Law must be justly applied. Everyone must be equal before it. But it has been otherwise.

ZANU PF is free to campaign not subjected to covid protocols whatsoever but the opposition specifically the CCC is subjected to every limitation in the law book.

The regime use brazen excuses. Day after day, the public is asked to believe the unbelievable. Ministers were sent out to defend the indefensible – making themselves look either gullible or foolish.

Collectively, this has made the government look distinctly shifty, which has consequences that go far beyond political unpopularity. The lack of trust in the elected portion of our democracy cannot be brushed aside. The Harare admin has to correct the anomaly.

If it does not, and trust is lost at home, our politics is broken.

If trust in our word is lost overseas, we may no longer be able to work effectively with friends and partners for mutual benefit - or even security. Unfortunately, that trust is being lost, and our reputation overseas has fallen because of our conduct. We are weakening our influence in the world. EU is tightening it's sanctions, so is the USA. Our behavior is bad, yet we are paying a lobby group to get the country out of the ostracization.

We should be wary. Even a casual glance at overseas opinion shows our reputation is being shredded. A nation that loses friends and allies becomes a weaker nation.

And when ministers attack or blame foreign governments to gain populist support at home, we are not taken seriously. Megaphone diplomacy merely increases hostility overseas. International trust may not be easy to regain.

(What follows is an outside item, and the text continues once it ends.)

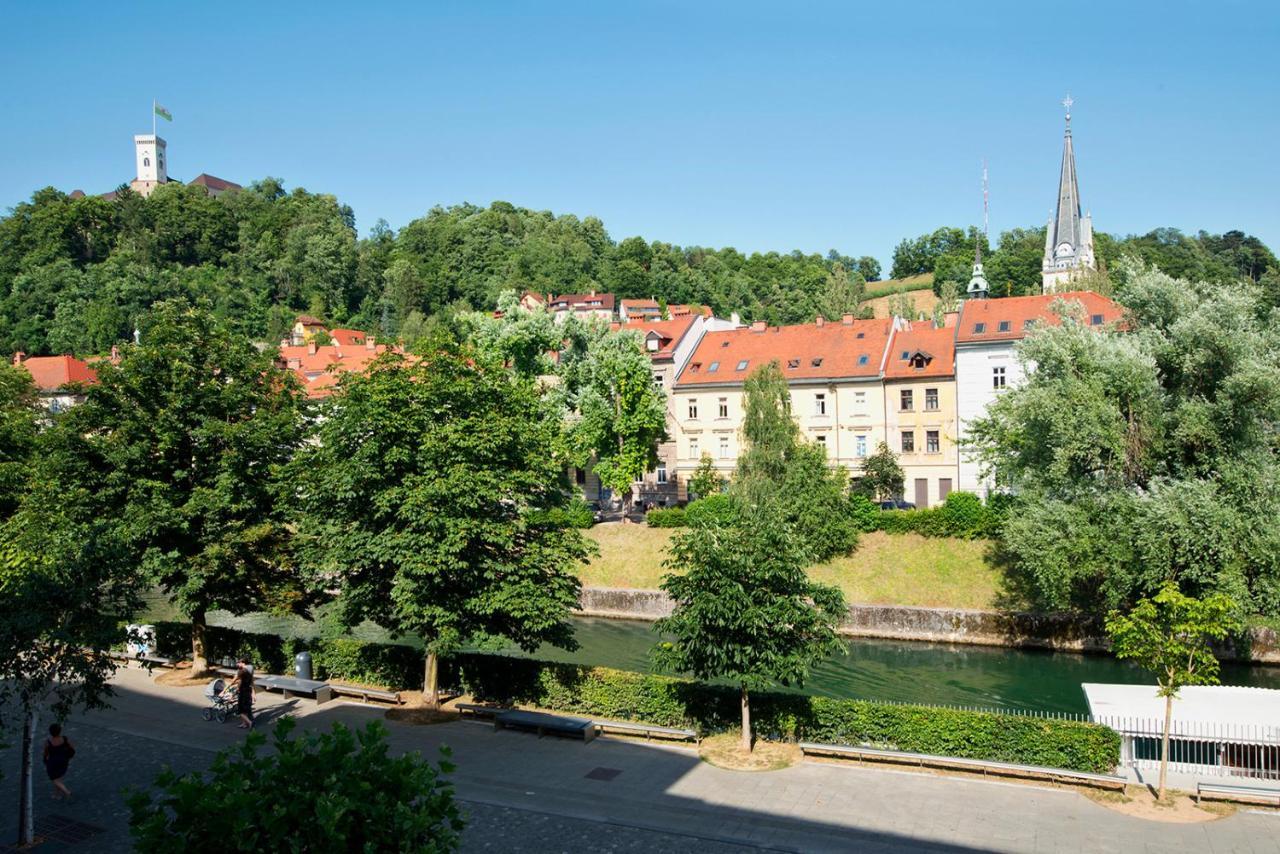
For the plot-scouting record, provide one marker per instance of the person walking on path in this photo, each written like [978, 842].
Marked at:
[58, 757]
[243, 685]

Our way of life is built around the maintenance of law. It was unprecedented when this government broke the law by overriding the judiciary directives. Rendering the state handicapped.

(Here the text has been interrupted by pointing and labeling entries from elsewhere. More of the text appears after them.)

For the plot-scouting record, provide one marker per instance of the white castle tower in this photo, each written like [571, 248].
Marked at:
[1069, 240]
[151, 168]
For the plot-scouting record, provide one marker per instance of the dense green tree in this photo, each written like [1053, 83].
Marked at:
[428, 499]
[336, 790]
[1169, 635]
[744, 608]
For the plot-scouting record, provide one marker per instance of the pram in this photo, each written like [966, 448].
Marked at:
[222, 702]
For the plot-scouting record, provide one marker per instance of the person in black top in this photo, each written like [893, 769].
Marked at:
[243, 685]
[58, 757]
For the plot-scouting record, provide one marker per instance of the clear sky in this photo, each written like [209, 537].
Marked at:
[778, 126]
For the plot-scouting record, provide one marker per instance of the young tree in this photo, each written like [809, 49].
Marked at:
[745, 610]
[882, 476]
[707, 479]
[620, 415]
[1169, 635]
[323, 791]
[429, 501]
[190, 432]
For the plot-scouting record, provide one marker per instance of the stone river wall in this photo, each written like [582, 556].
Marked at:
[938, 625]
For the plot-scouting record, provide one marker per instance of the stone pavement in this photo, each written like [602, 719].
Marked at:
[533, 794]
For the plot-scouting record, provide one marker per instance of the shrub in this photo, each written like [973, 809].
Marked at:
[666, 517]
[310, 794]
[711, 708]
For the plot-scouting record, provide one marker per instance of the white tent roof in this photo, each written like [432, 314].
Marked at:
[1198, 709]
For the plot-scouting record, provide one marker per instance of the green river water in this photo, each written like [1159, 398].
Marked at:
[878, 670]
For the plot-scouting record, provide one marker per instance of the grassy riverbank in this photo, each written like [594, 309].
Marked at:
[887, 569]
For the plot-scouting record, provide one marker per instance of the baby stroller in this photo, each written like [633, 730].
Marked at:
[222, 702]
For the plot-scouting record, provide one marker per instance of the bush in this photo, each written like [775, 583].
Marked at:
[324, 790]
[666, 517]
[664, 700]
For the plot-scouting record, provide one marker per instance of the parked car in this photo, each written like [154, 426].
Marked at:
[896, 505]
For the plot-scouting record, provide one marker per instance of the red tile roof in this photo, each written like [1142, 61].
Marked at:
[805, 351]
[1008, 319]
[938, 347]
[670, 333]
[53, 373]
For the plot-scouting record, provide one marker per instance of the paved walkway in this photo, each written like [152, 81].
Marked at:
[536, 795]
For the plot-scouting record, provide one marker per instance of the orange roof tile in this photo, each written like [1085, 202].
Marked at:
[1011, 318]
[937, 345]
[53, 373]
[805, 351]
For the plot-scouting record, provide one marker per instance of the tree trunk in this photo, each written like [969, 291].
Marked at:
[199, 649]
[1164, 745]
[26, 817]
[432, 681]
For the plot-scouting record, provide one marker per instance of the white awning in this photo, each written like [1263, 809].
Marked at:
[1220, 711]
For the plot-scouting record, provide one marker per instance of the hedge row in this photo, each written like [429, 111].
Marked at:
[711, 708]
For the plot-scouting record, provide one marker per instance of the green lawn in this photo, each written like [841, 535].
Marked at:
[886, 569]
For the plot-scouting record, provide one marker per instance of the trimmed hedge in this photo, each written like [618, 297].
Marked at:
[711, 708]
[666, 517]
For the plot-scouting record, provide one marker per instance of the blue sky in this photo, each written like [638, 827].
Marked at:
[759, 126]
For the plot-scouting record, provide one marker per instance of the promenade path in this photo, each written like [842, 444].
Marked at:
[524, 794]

This is the government that fought a liberation war to "gain the sovereignty and democracy" and the sanctity of equality before the law.

All of this is against the backdrop of the whole vice president who threatens an opposition political leader with death. He chose to ignore critical right to life given by the constitution; he  reject advice from his own president ED Mnangagwa on peaceful coexistence.

It may be possible to find excuses for each of these lapses – and others – but all of them, taken together, tell a stinking tale of intolerance.

There have also been attempted assaults on civil rights. The government blocked CCC rally on Saturday 26 February in Gokwe, but rowed back from, on judicial review: but their intent was fulfilled when the police ignored the judiciary an important arm of the state. Went ahead to stop the rally.

It's sad that the police is seeing it fit to impose conditions on CCC gatherings citing that they are likely to be "noisy". How they are privy of such is not known. CCC is barely a month old party whose history is beginning to unfold. The excessive repression against the outfit is abhorrent. If the power of the state grows and the protections of the law diminish, the liberties of the individual fall.

Democracy should not permit such.

VP Chiwenga must looking for enemies where there are none. Moreover, he then chooses the wrong enemies. Most recently, he has been waging vitrols against the civil service especially teachers and the now the CCC. In neither case is this wise or justified – or even in the government's own interests.

The civil service is the support structure to government: treating it as a hostile "blob" that seeks to undermine the government is both foolish and wrong. As for the CCC, it is a crucial partner in policy reviewing, the alternative voice that is needed to improve positions. It is self-defeating if they're not treated like that.